The median age in the city was 46.5 years. 21.4% of the residents were under the age of 20; 3.6% were between the ages of 20 and 24; 22.6% were from 25 and 44; 27.4% were from 45 and 64; and 25.0% were 65 years of age or older. The gender makeup of the city was 56.0% male and 44.0% female.

===2010 census===
As of the census of 2010, there were 93 people, 41 households, and 31 families living in the city. The population density was 91.2 PD/sqmi. There were 47 housing units at an average density of 46.1 /sqmi. The racial makeup of the city was 100.0% White. Hispanic or Latino of any race were 1.1% of the population.
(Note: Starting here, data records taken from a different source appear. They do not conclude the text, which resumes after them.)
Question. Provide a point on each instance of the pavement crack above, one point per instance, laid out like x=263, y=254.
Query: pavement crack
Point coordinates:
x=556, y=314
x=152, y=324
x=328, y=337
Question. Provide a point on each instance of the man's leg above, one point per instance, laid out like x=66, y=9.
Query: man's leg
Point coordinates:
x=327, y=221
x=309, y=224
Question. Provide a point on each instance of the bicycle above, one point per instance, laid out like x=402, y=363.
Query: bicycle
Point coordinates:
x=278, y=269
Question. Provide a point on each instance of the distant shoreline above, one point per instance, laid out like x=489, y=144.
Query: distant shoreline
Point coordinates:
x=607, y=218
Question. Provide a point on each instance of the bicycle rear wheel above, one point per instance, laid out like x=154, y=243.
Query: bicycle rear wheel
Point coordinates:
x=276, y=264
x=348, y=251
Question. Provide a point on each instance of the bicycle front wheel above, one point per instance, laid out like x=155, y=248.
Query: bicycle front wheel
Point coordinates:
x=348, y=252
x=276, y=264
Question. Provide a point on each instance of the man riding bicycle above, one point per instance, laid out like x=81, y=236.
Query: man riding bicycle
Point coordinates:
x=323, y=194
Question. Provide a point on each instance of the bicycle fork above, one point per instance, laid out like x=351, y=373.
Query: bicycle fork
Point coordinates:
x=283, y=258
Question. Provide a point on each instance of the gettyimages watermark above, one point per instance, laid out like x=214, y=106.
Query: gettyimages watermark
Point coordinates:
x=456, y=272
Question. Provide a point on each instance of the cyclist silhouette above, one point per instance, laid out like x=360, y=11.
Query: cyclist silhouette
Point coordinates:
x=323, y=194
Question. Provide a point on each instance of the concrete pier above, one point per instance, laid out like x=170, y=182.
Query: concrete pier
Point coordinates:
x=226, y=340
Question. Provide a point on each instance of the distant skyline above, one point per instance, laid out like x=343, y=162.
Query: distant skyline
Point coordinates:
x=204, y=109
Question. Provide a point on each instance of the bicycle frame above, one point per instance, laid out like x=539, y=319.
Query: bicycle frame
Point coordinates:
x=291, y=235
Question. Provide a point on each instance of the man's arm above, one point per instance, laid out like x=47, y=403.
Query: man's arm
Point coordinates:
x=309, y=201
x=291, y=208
There were 41 households, of which 26.8% had children under the age of 18 living with them, 65.9% were married couples living together, 4.9% had a female householder with no husband present, 4.9% had a male householder with no wife present, and 24.4% were non-families. 24.4% of all households were made up of individuals, and 19.5% had someone living alone who was 65 years of age or older. The average household size was 2.27 and the average family size was 2.61.

The median age in the city was 45.5 years. 16.1% of residents were under the age of 18; 7.7% were between the ages of 18 and 24; 25.9% were from 25 to 44; 32.3% were from 45 to 64; and 18.3% were 65 years of age or older. The gender makeup of the city was 52.7% male and 47.3% female.

===2000 census===
As of the census of 2000, there were 131 people, 52 households, and 39 families living in the city. The population density was 129.2 PD/sqmi. There were 57 housing units at an average density of 56.2 /sqmi. The racial makeup of the city was 100.00% White.
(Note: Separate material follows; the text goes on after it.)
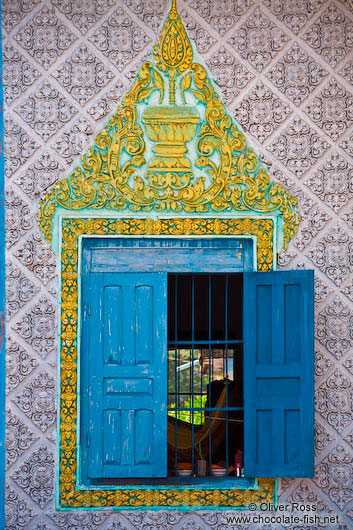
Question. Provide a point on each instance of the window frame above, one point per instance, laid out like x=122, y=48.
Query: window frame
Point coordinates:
x=235, y=256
There were 52 households, out of which 30.8% had children under the age of 18 living with them, 63.5% were married couples living together, 9.6% had a female householder with no husband present, and 25.0% were non-families. 19.2% of all households were made up of individuals, and 7.7% had someone living alone who was 65 years of age or older. The average household size was 2.52 and the average family size was 2.79.

In the city, the population was spread out, with 27.5% under the age of 18, 6.1% from 18 to 24, 30.5% from 25 to 44, 26.0% from 45 to 64, and 9.9% who were 65 years of age or older. The median age was 34 years. For every 100 females, there were 98.5 males. For every 100 females age 18 and over, there were 106.5 males.

The median income for a household in the city was $28,125, and the median income for a family was $31,250. Males had a median income of $26,750 versus $20,938 for females. The per capita income for the city was $14,282. There were 24.3% of families and 25.0% of the population living below the poverty line, including 50.0% of under eighteens and 20.0% of those over 64.